Article publié le dimanche 9 avril 2006.


de Bernard Langlois journaliste à Politis le 30 avril 2006

Je ne sais trop ce que sera l’avenir du sous-commandant Marcos et de son mouvement zapatiste. S’il prendra un jour en main le destin du Mexique pour arracher son peuple à la misère et à la domination, comme d’autres, ses frères de combat, sont en passe de le faire, au Venezuela ou en Bolivie. Ce que je sais (que je constate), c’est que l’Amérique latine bouge, que ses peuples autochtones, indiens et métis, ont entrepris de secouer leurs chaînes, de sortir de la soumission, de refuser le monde d’injustices et d’exploitation auquel les soumet depuis si longtemps un impérialisme détestable, avec la complicité de bourgeoisies corrompues.

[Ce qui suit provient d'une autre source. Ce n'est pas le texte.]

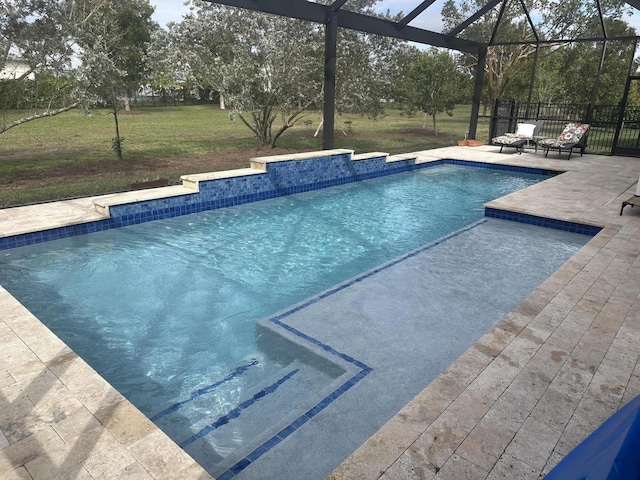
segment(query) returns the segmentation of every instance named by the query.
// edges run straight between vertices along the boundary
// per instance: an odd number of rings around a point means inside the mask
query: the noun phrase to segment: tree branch
[[[7,130],[13,128],[13,127],[17,127],[18,125],[22,125],[22,124],[27,123],[27,122],[32,122],[33,120],[38,120],[40,118],[53,117],[55,115],[59,115],[60,113],[64,113],[64,112],[67,112],[69,110],[73,110],[77,106],[78,106],[78,103],[72,103],[71,105],[67,105],[66,107],[58,108],[56,110],[51,110],[51,111],[47,111],[47,112],[44,112],[44,113],[31,115],[30,117],[21,118],[20,120],[16,120],[15,122],[11,122],[11,123],[3,126],[3,127],[0,127],[0,133],[4,133]]]
[[[238,118],[242,121],[242,123],[246,125],[246,127],[249,130],[251,130],[256,136],[259,136],[258,131],[253,127],[253,125],[249,125],[249,122],[247,122],[247,120],[242,116],[242,113],[238,112],[237,115],[238,115]],[[255,121],[255,117],[254,117],[254,121]]]
[[[302,108],[300,108],[298,111],[294,112],[293,114],[291,114],[289,116],[289,118],[287,118],[284,122],[284,125],[282,125],[282,127],[280,127],[278,129],[278,131],[276,132],[276,134],[273,136],[273,139],[271,140],[271,148],[276,146],[276,142],[278,141],[278,138],[280,138],[280,135],[282,135],[284,132],[286,132],[289,128],[293,127],[296,122],[298,120],[300,120],[301,118],[303,118],[302,116],[300,116],[302,114],[302,112],[304,112],[307,108],[309,108],[310,105],[313,104],[313,102],[316,100],[316,98],[313,98],[311,100],[309,100],[307,103],[305,103],[304,105],[302,105]]]

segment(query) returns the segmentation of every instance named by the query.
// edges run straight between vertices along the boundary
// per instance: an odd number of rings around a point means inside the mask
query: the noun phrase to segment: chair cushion
[[[525,142],[526,140],[526,138],[518,137],[514,134],[505,134],[492,138],[491,143],[497,145],[513,145],[514,143]]]
[[[538,142],[539,146],[549,147],[549,148],[558,148],[563,145],[562,142],[559,142],[555,138],[544,138]]]
[[[569,123],[558,137],[559,143],[578,143],[582,136],[589,130],[586,123]]]

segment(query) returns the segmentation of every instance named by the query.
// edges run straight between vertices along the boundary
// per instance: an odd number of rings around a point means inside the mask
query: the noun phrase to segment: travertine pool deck
[[[418,160],[566,171],[488,205],[603,230],[330,478],[539,478],[640,394],[640,209],[619,215],[640,159],[498,150]],[[0,236],[104,218],[94,200],[0,210]],[[210,478],[1,287],[0,477]]]

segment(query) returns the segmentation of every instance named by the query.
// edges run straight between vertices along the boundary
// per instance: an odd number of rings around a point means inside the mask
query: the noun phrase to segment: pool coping
[[[594,174],[594,171],[598,170],[595,166],[603,163],[602,159],[606,157],[585,155],[584,159],[566,162],[557,159],[543,160],[533,154],[523,154],[516,158],[514,155],[497,154],[494,150],[495,147],[474,149],[451,147],[416,152],[414,155],[417,157],[417,162],[459,158],[483,163],[515,163],[521,166],[533,165],[536,168],[566,170],[572,175],[567,177],[565,174],[544,182],[558,184],[553,185],[553,188],[560,189],[555,198],[558,200],[557,204],[553,207],[550,207],[548,202],[541,201],[540,194],[535,191],[539,189],[535,187],[530,187],[524,194],[516,195],[515,200],[512,194],[489,202],[487,206],[506,211],[516,206],[520,213],[526,215],[544,217],[550,214],[559,220],[602,225],[605,228],[581,252],[532,293],[530,298],[505,317],[450,369],[391,419],[369,442],[349,457],[341,467],[338,467],[331,478],[379,478],[384,476],[385,472],[389,478],[393,478],[391,474],[395,470],[400,469],[402,465],[406,466],[407,457],[413,459],[413,456],[407,452],[419,450],[416,442],[424,442],[425,438],[433,432],[433,425],[437,425],[438,421],[444,421],[441,419],[443,415],[451,414],[452,411],[460,414],[460,402],[466,401],[472,393],[479,392],[480,395],[485,395],[477,384],[481,380],[486,381],[485,377],[489,375],[485,373],[487,369],[497,368],[492,365],[501,365],[500,362],[504,361],[501,356],[504,351],[510,346],[513,347],[514,342],[522,341],[523,336],[530,335],[528,331],[533,327],[529,325],[535,322],[537,316],[531,317],[527,309],[528,305],[535,303],[536,310],[542,307],[538,313],[544,311],[545,307],[553,305],[556,296],[570,285],[576,275],[587,268],[590,261],[597,259],[599,255],[606,256],[607,246],[610,243],[621,243],[620,238],[629,237],[626,240],[627,243],[630,242],[630,238],[638,238],[640,225],[638,215],[631,212],[620,218],[617,215],[618,199],[626,198],[630,191],[633,192],[635,178],[640,174],[640,165],[635,163],[637,160],[625,160],[622,157],[620,164],[624,167],[623,171],[620,171],[620,165],[609,165],[607,177],[602,173],[599,176]],[[571,195],[564,195],[562,189],[571,183],[572,177],[575,178],[574,188],[569,189],[575,196],[575,190],[579,190],[576,185],[584,190],[585,186],[588,186],[588,180],[593,181],[594,176],[599,189],[598,194],[595,195],[599,202],[598,208],[592,208],[589,212],[580,211],[585,204],[593,206],[593,192],[591,195],[583,195],[587,198],[583,198],[577,208],[571,207],[570,204],[575,199],[572,199]],[[614,178],[615,182],[612,182],[611,178]],[[29,208],[20,207],[19,214],[27,214]],[[71,208],[75,215],[79,210],[88,217],[94,215],[90,209],[86,209],[86,203],[82,201],[74,201]],[[35,213],[31,219],[39,218],[43,215],[41,213],[43,210],[47,208],[34,208],[32,211]],[[0,225],[3,221],[12,221],[3,214],[6,214],[6,211],[0,211]],[[578,273],[574,272],[576,269]],[[571,276],[568,272],[572,272],[573,275]],[[616,285],[619,285],[619,282]],[[550,296],[549,291],[553,289],[558,291]],[[605,301],[602,308],[606,305]],[[3,349],[5,353],[0,363],[0,392],[3,403],[7,402],[10,407],[5,415],[14,415],[13,425],[19,427],[18,433],[0,434],[0,472],[11,471],[15,475],[24,475],[24,478],[50,478],[44,476],[45,473],[50,476],[52,469],[53,471],[58,469],[57,471],[62,474],[64,472],[60,468],[66,468],[76,473],[82,471],[93,478],[100,478],[106,470],[122,474],[134,472],[137,475],[136,478],[210,478],[166,435],[123,399],[13,297],[1,289],[0,307],[0,311],[3,312],[0,338],[5,347],[10,347]],[[625,319],[628,317],[629,315]],[[538,333],[539,327],[535,328],[535,332]],[[548,338],[551,336],[552,334]],[[542,344],[542,347],[544,346],[545,343]],[[482,361],[478,362],[478,351],[489,351],[491,355],[482,357]],[[640,371],[635,367],[629,378],[637,378],[639,374]],[[628,381],[630,382],[631,380]],[[638,385],[634,383],[633,388],[625,388],[620,395],[616,396],[618,406],[623,402],[623,398],[631,394],[626,392],[640,392],[640,381],[636,383]],[[469,389],[472,384],[473,388]],[[495,395],[492,394],[488,398],[493,396]],[[427,415],[424,414],[425,400],[433,404],[426,407]],[[433,403],[433,400],[437,401]],[[33,412],[38,413],[37,418]],[[417,412],[422,413],[416,416]],[[435,418],[431,419],[434,415],[436,415]],[[481,420],[482,417],[478,419],[478,425]],[[467,432],[467,437],[472,436],[472,432],[473,430]],[[433,473],[433,477],[435,476],[434,468],[440,471],[447,465],[459,466],[464,462],[469,468],[482,469],[484,464],[478,465],[482,462],[473,463],[469,460],[468,457],[473,457],[472,454],[466,453],[466,456],[462,457],[455,453],[470,450],[470,447],[466,450],[461,449],[463,442],[464,440],[459,442],[455,448],[450,445],[440,446],[439,457],[445,458],[443,452],[451,450],[445,461],[440,462],[440,466],[431,462],[428,456],[424,457],[425,472]],[[492,471],[501,468],[500,462],[503,458],[507,456],[511,459],[518,458],[515,455],[518,453],[516,447],[510,450],[511,453],[508,455],[505,454],[511,443],[510,441],[503,448],[502,454],[492,466]],[[563,445],[562,448],[566,446]],[[553,459],[557,461],[559,454],[555,450],[550,455],[552,454],[555,455]],[[109,466],[106,466],[107,463]],[[469,463],[471,465],[468,465]],[[520,461],[520,463],[526,462]],[[490,472],[486,473],[488,475]]]

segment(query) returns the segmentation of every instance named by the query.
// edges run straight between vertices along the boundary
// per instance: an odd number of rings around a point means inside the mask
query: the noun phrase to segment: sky
[[[184,6],[183,0],[150,0],[150,3],[156,9],[153,15],[154,20],[162,26],[169,22],[180,21],[182,16],[189,12],[189,9]],[[442,10],[443,3],[444,0],[436,0],[433,5],[414,19],[411,25],[440,32],[442,30],[440,10]],[[392,14],[399,11],[407,14],[419,4],[419,0],[383,0],[378,5],[378,10],[386,11],[389,9]]]

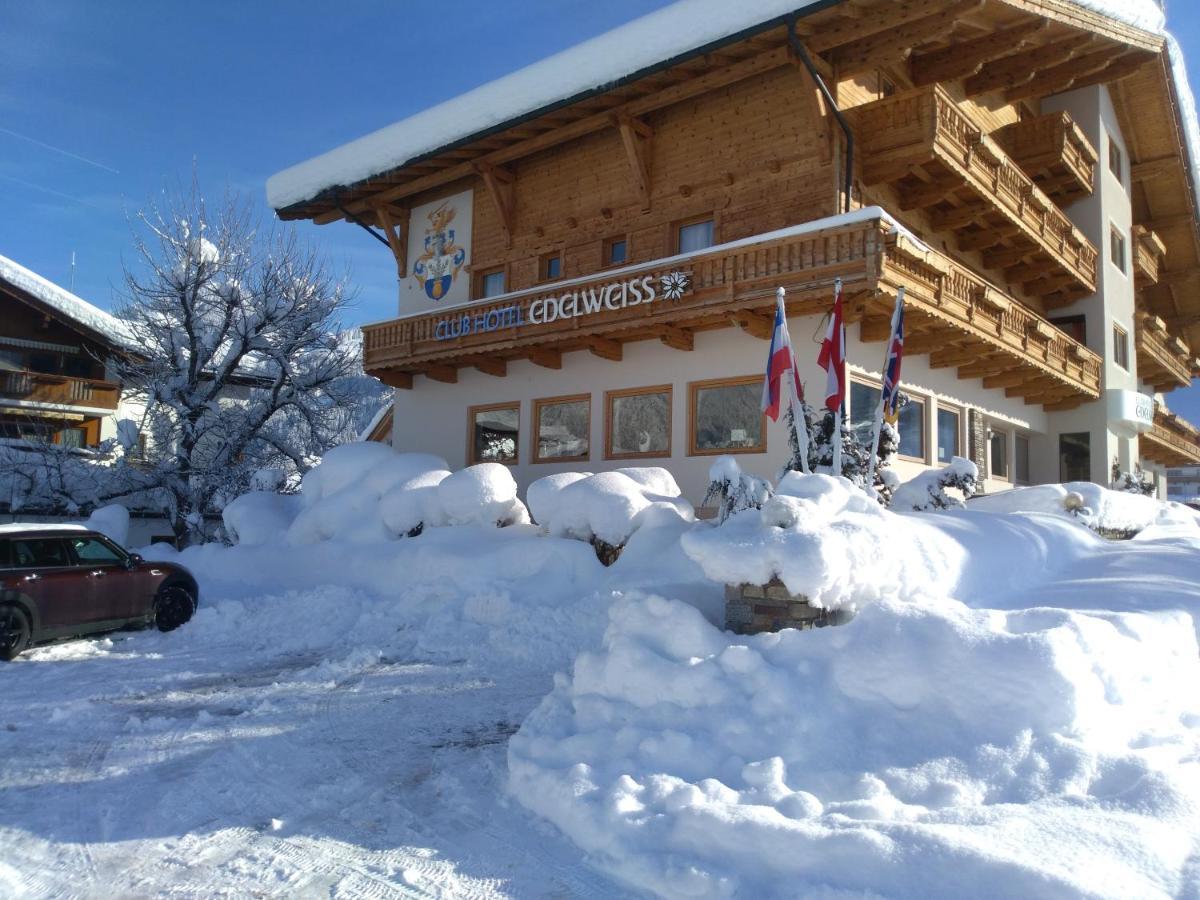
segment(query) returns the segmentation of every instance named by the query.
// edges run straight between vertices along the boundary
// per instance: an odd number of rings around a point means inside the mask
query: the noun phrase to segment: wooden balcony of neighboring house
[[[1059,206],[1091,196],[1096,149],[1070,113],[1031,116],[993,131],[991,137]]]
[[[689,351],[698,331],[739,327],[768,340],[775,289],[787,289],[788,314],[819,315],[832,304],[835,278],[845,285],[848,319],[866,341],[885,341],[897,289],[907,291],[906,352],[930,355],[935,367],[1048,409],[1069,409],[1100,396],[1100,358],[965,266],[900,233],[878,209],[783,229],[656,262],[517,291],[454,309],[415,314],[363,328],[366,371],[412,388],[423,375],[456,382],[461,368],[504,377],[510,361],[550,369],[562,354],[590,351],[619,361],[623,345],[657,340]],[[603,303],[631,281],[652,285],[653,302]],[[664,286],[683,284],[677,296]],[[617,287],[612,287],[616,285]],[[617,293],[614,293],[616,291]],[[601,298],[599,304],[592,298]],[[584,314],[546,321],[547,303],[568,299]],[[765,352],[765,347],[764,347]]]
[[[1200,465],[1200,429],[1163,404],[1154,404],[1154,424],[1138,442],[1141,454],[1164,466]]]
[[[862,179],[889,186],[1008,285],[1062,306],[1096,290],[1096,247],[940,85],[847,111]]]
[[[1133,274],[1139,290],[1158,284],[1159,270],[1166,256],[1166,245],[1157,234],[1145,225],[1133,226]]]
[[[20,401],[24,408],[71,407],[116,409],[121,386],[95,378],[74,378],[44,372],[0,371],[0,405]]]
[[[1168,333],[1158,316],[1143,315],[1135,325],[1138,377],[1158,393],[1191,385],[1197,360],[1191,348]]]

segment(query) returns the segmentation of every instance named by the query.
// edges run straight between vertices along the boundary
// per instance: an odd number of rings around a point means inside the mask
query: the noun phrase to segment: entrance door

Ce que je devine aussi, c’est qu’en inventant une forme et un langage radicalement nouveaux dans l’élaboration du nécessaire processus révolutionnaire, ce mélange de militarisme non-violent et de poésie, cette façon de parler au coeur et à l’imaginaire des peuples exploités, depuis maintenant, combien, vingt ans ? qu’il a « inventé » le Chiapas libre et su attirer l’attention du monde sur ce coin sauvage et misérable, l’homme au passe-montagne et à la pipe a peut-être été le déclencheur de ce réveil des masses sud-américaines, et au-delà, peut-être, une sorte de prophète d’un autre monde possible. Comme tous les prophètes, Marcos aime parler en paraboles ; comme tous les poètes, son discours est tissé d’images et de symboles. En voici un exemple récent, trouvé sur la Toile. Le sub-commandante, en tournée dans les campagnes mexicaines, loin du Chiapas, dialogue avec le scarabée Durito, son double, son Jiminy Cricket à lui. Il lui demande « comment le monde est grand », ce monde qu’il faut changer. Réponse de Durito :

« Si tu le vois d’en haut, le monde est petit et de couleur vert dollar. Il entre parfaitement dans l’indice des prix et cotations de la Bourse, dans le pourcentage de marge d’une multinationale, dans le sondage électoral d’un pays qui a souffert la séquestration de sa dignité, dans la calculatrice cosmopolite qui additionne les capitaux et soustrait les vies, les collines, les rivières, les mers, les sources, les histoires, les civilisations entières, dans le tout petit cerveau de George W. Bush, dans l’esprit bouché du capitalisme sauvage mal habillé dans son costume néolibéral. Vu d’en haut, le monde est très petit car il ne tient pas compte des personnes et, qu’à leur place, il y a un numéro de compte en banque, sans autre mouvement que celui des encaissements.

Mais si tu le vois d’en bas, le monde a une telle ampleur qu’un seul regard ne suffit pas pour l’envelopper, mais qu’il faut beaucoup de regards pour le compléter. Vu d’en bas, le monde regorge de mondes, presque tous peints de la couleur de l’exploitation, de la misère, du désespoir, de la mort. Le monde en bas s’agrandit sur les côtés, surtout vers le côté gauche, et il est fait de plein de couleurs, presque autant qu’il y a de personnes et d’histoires. Et il grandit en arrière, vers l’histoire qui l’a fait monde d’en bas ; et il grandit sur lui-même avec les luttes qui l’éclairent bien que la lumière d’en haut s’éteigne, et il rêve même si le silence d’en haut l’écrase, et il grandit en avant devinant dans chaque coeur qui le porte l’aube que feront naître ceux qui en bas sont ceux qu’ils sont. Vu d’en bas, le monde est si grand qu’il contient beaucoup de mondes et malgré ça il reste encore de la place pour, par exemple, une prison.

C’est-à-dire pour résumer, vu d’en haut le monde rapetisse et il n’y a de la place que pour l’injustice. Et, vu d’en bas, le monde est tellement spacieux qu’il y a de la place pour la joie, la musique, le chant, les danses, le travail dans la dignité, la justice, l’opinion et la façon de penser de tout le monde, peu importe leurs différences si en bas ils sont ce qu’ils sont. [...] »

Ce n’est qu’un passage d’un texte beaucoup plus long, daté du 17 février, qu’on peut trouver en entier sur le site du Comité de solidarité avec les peuples du Chiapas en lutte (CSPCL) (1).